Síndrome do Ovário Policístico (SOP): Fisiopatologia e Complicações

Santa Casa de Belo Horizonte (MG) — Prova 2020

Enunciado

A síndrome do ovário policístico (SOP), ou anovulação hiperandrogênica, é uma afecção comum entre as mulheres com ciclos menstruais irregulares. Sobre essa patologia, é correto afirmar:

Alternativas

  1. A) Na fisiopatologia da doença, há um aumento do hormônio folículo estimulante (FSH) em relação ao hormônio luteinizante (LH), com uma relação de 2:1 em mais da metade dos casos.
  2. B) O diabetes tipo I, a hiperprolactinemia e a síndrome de Cushing podem ter sintomas parecidos com os da SOP.
  3. C) Mesmo pacientes com intervalo cíclicos regulares, hiperandrogenismo brando e sem alterações metabólicas, devem ser tratadas pelo risco de câncer de ovário.
  4. D) Mulheres com SOP que engravidam apresentam taxa elevada de abortamento precoce em relação à taxa média da população.

Pérola Clínica

SOP → ↑ risco de abortamento precoce e comorbidades metabólicas; LH/FSH ↑, não FSH/LH.

Resumo-Chave

A SOP é uma endocrinopatia complexa associada a hiperandrogenismo, disfunção ovulatória e resistência à insulina. Mulheres com SOP que engravidam têm maior risco de abortamento precoce e complicações gestacionais devido a fatores metabólicos e hormonais.

Contexto Educacional

A Síndrome do Ovário Policístico (SOP) é uma das endocrinopatias mais comuns em mulheres em idade reprodutiva, caracterizada por uma complexa interação de fatores genéticos e ambientais. Sua fisiopatologia envolve hiperandrogenismo, disfunção ovulatória e resistência à insulina, manifestando-se clinicamente por irregularidades menstruais, infertilidade, hirsutismo, acne e obesidade.
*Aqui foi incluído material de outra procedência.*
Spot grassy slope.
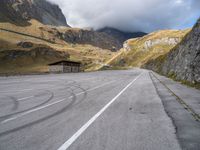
[0,20,115,73]
[110,29,190,67]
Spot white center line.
[17,96,34,101]
[58,73,142,150]
[1,81,114,124]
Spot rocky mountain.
[0,0,68,26]
[144,19,200,84]
[97,27,146,46]
[110,29,190,67]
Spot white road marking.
[0,89,33,93]
[1,81,114,124]
[17,96,34,101]
[58,73,142,150]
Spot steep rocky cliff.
[111,29,190,67]
[97,27,146,44]
[144,19,200,84]
[0,0,68,26]
[56,28,122,51]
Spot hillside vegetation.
[109,29,190,68]
[0,19,115,74]
[143,19,200,88]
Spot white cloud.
[49,0,200,32]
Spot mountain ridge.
[143,18,200,87]
[0,0,69,27]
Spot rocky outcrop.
[0,0,68,26]
[144,19,200,83]
[56,29,122,51]
[97,27,147,44]
[144,37,181,49]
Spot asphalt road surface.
[0,69,200,150]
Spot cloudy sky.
[48,0,200,32]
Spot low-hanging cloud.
[48,0,200,32]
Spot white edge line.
[1,81,114,124]
[58,73,142,150]
[17,96,34,101]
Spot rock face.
[58,29,122,51]
[144,19,200,83]
[97,27,146,45]
[58,28,145,51]
[0,0,68,26]
[144,37,181,49]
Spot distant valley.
[0,0,200,88]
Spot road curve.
[0,69,199,150]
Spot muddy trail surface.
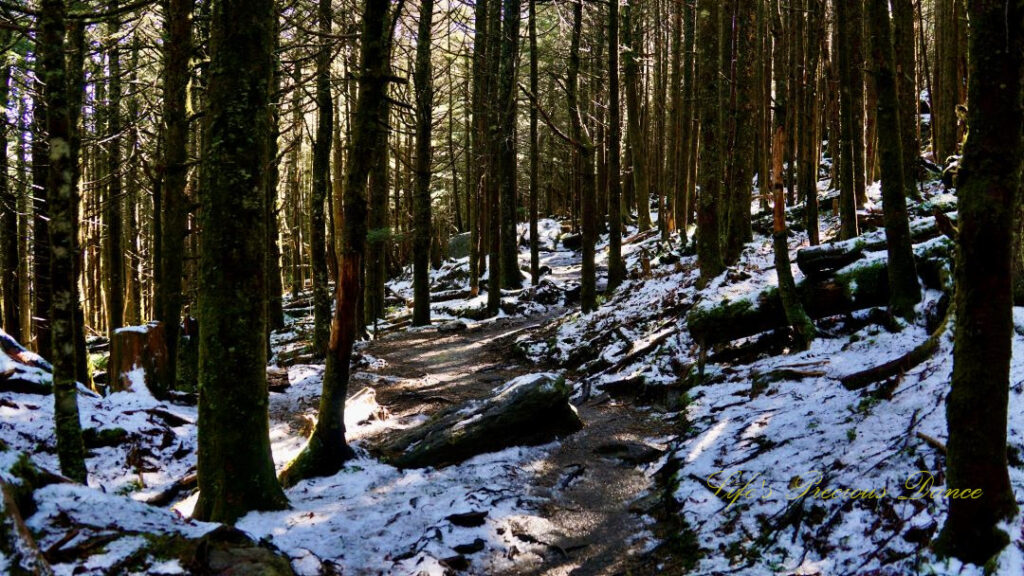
[362,314,673,575]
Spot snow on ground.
[9,178,1024,576]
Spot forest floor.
[364,311,672,576]
[6,186,1024,576]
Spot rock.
[378,373,583,468]
[449,232,470,259]
[452,538,487,554]
[444,510,487,528]
[562,234,583,252]
[108,322,170,397]
[437,320,467,334]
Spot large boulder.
[379,373,583,468]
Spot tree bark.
[623,0,651,232]
[155,0,195,389]
[867,0,921,320]
[193,0,288,523]
[281,0,397,486]
[697,0,725,283]
[309,0,334,356]
[935,0,1024,565]
[38,0,87,483]
[413,0,436,326]
[606,2,626,292]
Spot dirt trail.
[364,314,671,575]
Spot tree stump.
[380,374,583,468]
[108,322,169,397]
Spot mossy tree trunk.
[309,0,334,356]
[833,0,863,240]
[0,54,17,341]
[724,0,758,263]
[492,0,522,290]
[413,0,436,326]
[38,0,87,483]
[154,0,195,388]
[281,0,397,486]
[623,0,651,232]
[29,78,51,358]
[103,0,124,337]
[527,0,541,286]
[771,123,815,349]
[935,0,1024,564]
[892,0,921,198]
[697,0,725,283]
[867,0,921,319]
[606,2,626,291]
[194,0,288,523]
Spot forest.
[0,0,1024,576]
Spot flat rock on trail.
[355,315,672,575]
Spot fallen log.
[839,312,949,390]
[0,476,53,576]
[108,322,170,397]
[686,238,952,345]
[378,373,583,468]
[797,213,956,276]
O diagnóstico da SOP é feito pelos critérios de Rotterdam, que exigem a presença de pelo menos dois dos três achados: oligo/anovulação, hiperandrogenismo clínico ou laboratorial, e ovários policísticos à ultrassonografia, após exclusão de outras condições com sintomas semelhantes, como hiperprolactinemia, disfunção tireoidiana, síndrome de Cushing e tumores produtores de androgênios. Mulheres com SOP enfrentam desafios significativos, incluindo um risco aumentado de abortamento precoce, diabetes gestacional e pré-eclâmpsia quando engravidam. O manejo é individualizado, focando na melhora dos sintomas, prevenção de complicações metabólicas e reprodutivas, e inclui mudanças no estilo de vida, contraceptivos orais, sensibilizadores de insulina e tratamentos para infertilidade. Residentes devem estar cientes da complexidade da SOP e de suas implicações a longo prazo.

Perguntas Frequentes

Quais são os critérios diagnósticos para a Síndrome do Ovário Policístico (SOP)?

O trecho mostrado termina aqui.